Budget must be debated before no confidence motion, says St Kitts-Nevis PM
BASSETERRE, St Kitts – The government of St Kitts and Nevis is again reiterating that the 2013 Budget must come to the National Assembly before any other business, including a pending motion of no confidence.
During his weekly radio programme “Ask the Prime Minister” on Tuesday, Prime Minister Dr Denzil Douglas said his government must ensure it has the legitimacy to continue to administer the affairs on the country.
“My government must have the legitimacy in collecting the taxes and spending money that it collects and it comes from the budget. I have to make sure that the doctors and nurses in our hospitals are being paid. I have to make sure that our sanitation workers -- those who clean the streets and drains -- are paid their wages; I have to make sure that our teachers are being paid to teach our children; I have to make sure that those who are working in the civil service generally, that they are allowed the opportunity to be paid their salaries at the end of the month,” said Douglas.
He also told listeners that his government has to “ensure that the Federation’s pensioners who have worked so hard over the years in the public service and who are now living only on their pension. I have to make sure that they are paid their pensions on time.”
“I cannot fool around with ensuring that these peoples are paid as public servants and those who serve in the public service; I cannot fool around with them getting their salaries and wages. And that is why I say that I personally do not support the motion coming before the budget is passed in our Assembly,” said Douglas.
He reiterated that the budget session of the National Assembly was already announced long before the motion of no confidence came to the clerk.
“In fact they had to make three different attempts to bring the motion because the motion when it was first sent was not properly placed before the Clerk of the House for consideration. Then there was a second attempt.
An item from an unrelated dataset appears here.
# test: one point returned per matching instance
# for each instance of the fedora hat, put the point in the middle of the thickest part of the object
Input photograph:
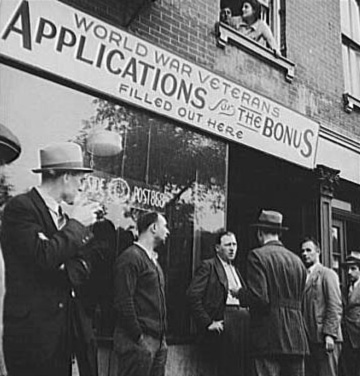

It was on the third attempt that it was eventually corrected and placed before the clerk in order for it to get into the Parliament,” said Douglas.
“There were other things already on the agenda, on the calendar of the Parliament and although I consider this matter (the motion) to be very important, there are other important things and it is not more important I want to emphasize, than making sure that people salaries and wages are being paid and that is why we have taken the position with the full cabinet supporting the position, that the budget must come before the motion of no confidence,” said Douglas.
Douglas again reiterated that the motion will come.
“The motion will come; I am not the one to bring so nobody ask me to bring it either. But I am a responsible prime minister; I lead a responsible government and so I will do whatever is necessary to lend support to the system which has its procedures and processes to ensure that the matter it is brought to our Parliament,” said Douglas.
Douglas recalled that he made it very clear when he spoke to the Chamber of Industry and Commerce at their Christmas Luncheon in December.
“I said that this is a matter that we treat with greatest respect and urgency and it would be heard most likely, I said after the budget. Let me make it clear that the prime minister of the country and the government in particular, does facilitate Parliament and its functions. The Parliament however, has its rules, procedures and regulations which govern how its conducts its business and this is rooted in law and some of which are rooted in our constitution as well,” said Douglas told listeners.